What this error means

Severe native memory leak (~738 GB/h) — CLI fully unresponsive, slash commands frozen is a Claude Code failure pattern reported for developers trying to fix claude code freezing due to severe native memory leak on macos. Based on the imported evidence, treat this as a tool-specific troubleshooting page rather than a generic API error.

Why this happens

Claude Code daily user on macOS reports severe native memory leak consuming ~738 GB/hour. CLI becomes fully unresponsive — slash commands frozen mid-task. Uses latest Claude Code version. Pattern: freezes during specific task types after extended use.

Common causes

  • Claude Code is Anthropic's AI coding CLI tool. A severe memory leak (~738 GB/hour) causes the CLI to become completely unresponsive — even slash commands freeze. This destroys developer productivity and can crash the host system. Daily users of Claude Code are directly impacted.
  • Claude Code daily user on macOS reports severe native memory leak consuming ~738 GB/hour. CLI becomes fully unresponsive — slash commands frozen mid-task. Uses latest Claude Code version. Pattern: freezes during specific task types after extended use.

Quick fixes

  1. Confirm the exact error signature matches Severe native memory leak (~738 GB/h) — CLI fully unresponsive, slash commands frozen.
  2. Check the Claude Code account, local tool state, and provider configuration involved in the failing workflow.
  3. Compare the failing environment with a known working setup, then change one configuration value at a time.

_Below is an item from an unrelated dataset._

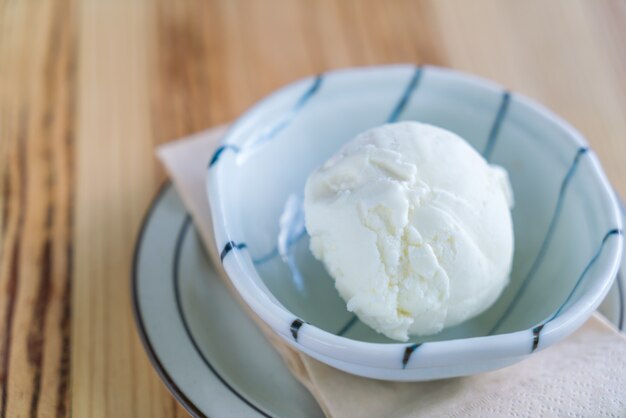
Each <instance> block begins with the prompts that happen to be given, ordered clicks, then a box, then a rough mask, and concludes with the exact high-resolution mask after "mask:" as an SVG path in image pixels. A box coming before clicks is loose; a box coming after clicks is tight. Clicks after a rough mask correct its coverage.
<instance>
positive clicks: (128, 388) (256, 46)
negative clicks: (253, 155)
mask: <svg viewBox="0 0 626 418" xmlns="http://www.w3.org/2000/svg"><path fill="white" fill-rule="evenodd" d="M397 62H410V63H428V64H436V65H443V66H450V67H453V68H458V69H462V70H466V71H470V72H473V73H476V74H479V75H482V76H484V77H488V78H491V79H493V80H496V81H497V82H499V83H501V84H503V85H505V86H507V87H509V88H510V89H512V90H514V91H517V92H521V93H523V94H526V95H528V96H530V97H533V98H535V99H537V100H539V101H540V102H543V103H544V104H546V105H547V106H548V107H550V108H552V109H553V110H555V111H556V112H557V113H559V114H561V115H562V116H564V117H565V118H566V119H568V120H569V121H570V122H571V123H572V124H573V125H574V126H575V127H576V128H578V129H579V130H580V131H581V132H582V133H583V134H584V135H585V136H586V137H587V138H588V139H589V142H590V143H591V145H592V147H593V148H594V149H595V151H596V152H597V154H598V155H599V157H600V159H601V161H602V162H603V164H604V167H605V168H606V171H607V173H608V176H609V178H610V179H611V181H612V182H613V184H614V185H615V186H616V188H617V189H618V191H620V192H621V193H622V195H626V164H624V158H625V157H626V111H625V110H624V109H626V77H625V75H626V2H624V1H621V0H600V1H586V0H561V1H556V0H555V1H549V2H547V1H542V0H532V1H530V0H525V1H523V2H522V1H520V2H513V1H496V0H493V1H491V0H477V1H472V2H469V1H461V0H458V1H453V0H440V1H437V0H433V1H408V0H397V1H396V0H394V1H386V2H383V1H365V0H348V1H340V0H321V1H306V2H305V1H300V2H296V1H288V0H271V1H263V2H261V1H252V0H250V1H243V0H241V1H239V0H237V1H228V0H221V1H220V0H213V1H204V0H197V1H181V2H179V1H176V2H174V1H169V0H149V1H132V2H131V1H122V0H112V1H99V0H84V1H81V0H54V1H53V0H23V1H12V0H0V418H4V417H27V416H30V417H35V416H41V417H44V416H45V417H48V416H68V415H73V416H76V417H172V416H181V417H182V416H186V414H185V412H184V410H183V409H182V408H181V407H180V406H178V405H177V403H176V401H175V400H174V398H173V397H172V396H170V395H169V393H168V392H167V390H166V389H165V387H164V386H163V384H162V383H161V382H160V381H159V378H158V376H157V374H156V372H155V371H154V370H153V369H152V367H151V365H150V363H149V361H148V359H147V357H146V354H145V353H144V351H143V348H142V346H141V343H140V341H139V338H138V336H137V333H136V330H135V325H134V322H133V317H132V309H131V303H130V294H129V289H130V286H129V276H130V265H131V258H132V253H133V245H134V242H135V238H136V235H137V231H138V228H139V224H140V222H141V219H142V216H143V214H144V212H145V210H146V208H147V205H148V204H149V202H150V199H151V197H152V195H153V193H154V192H155V190H156V189H157V188H158V186H159V184H160V183H161V182H163V181H164V179H165V173H164V171H163V168H162V167H160V166H159V164H158V162H157V161H156V160H155V158H154V149H155V147H156V146H158V145H159V144H162V143H164V142H167V141H170V140H172V139H173V138H176V137H179V136H182V135H186V134H189V133H191V132H195V131H199V130H203V129H206V128H208V127H211V126H214V125H217V124H221V123H224V122H228V121H230V120H232V119H233V118H235V117H237V115H239V114H240V113H241V112H243V111H244V110H245V109H246V108H247V107H248V106H250V105H251V104H252V103H254V102H255V101H256V100H258V99H259V98H261V97H263V96H264V95H266V94H267V93H269V92H270V91H272V90H274V89H276V88H277V87H279V86H281V85H283V84H285V83H288V82H290V81H293V80H295V79H298V78H300V77H303V76H306V75H310V74H314V73H318V72H321V71H325V70H328V69H331V68H337V67H346V66H354V65H369V64H380V63H397Z"/></svg>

Platform/tool-specific checks

  • Verify the command, editor, extension, or API client that produced the error.
  • Compare local settings with CI, deployment, or editor-level settings when the error appears in only one environment.
  • Avoid deleting credentials, local model data, or project settings until the failing scope is clear.

Step-by-step troubleshooting

  1. Capture the exact error message and the command, editor action, or request that triggered it.
  2. Check whether the failure is account/auth, quota/rate, model/provider, local runtime, or deployment configuration.
  3. Review the source evidence below and compare it with your environment.
  4. Apply one change at a time and rerun the smallest failing action.
  5. Keep the working fix documented for the team or deployment environment.

How to prevent it

  • Keep provider/tool configuration documented.
  • Record non-secret diagnostics such as tool version, provider name, model name, and command path.
  • Add a lightweight check before CI or production workflows depend on the tool.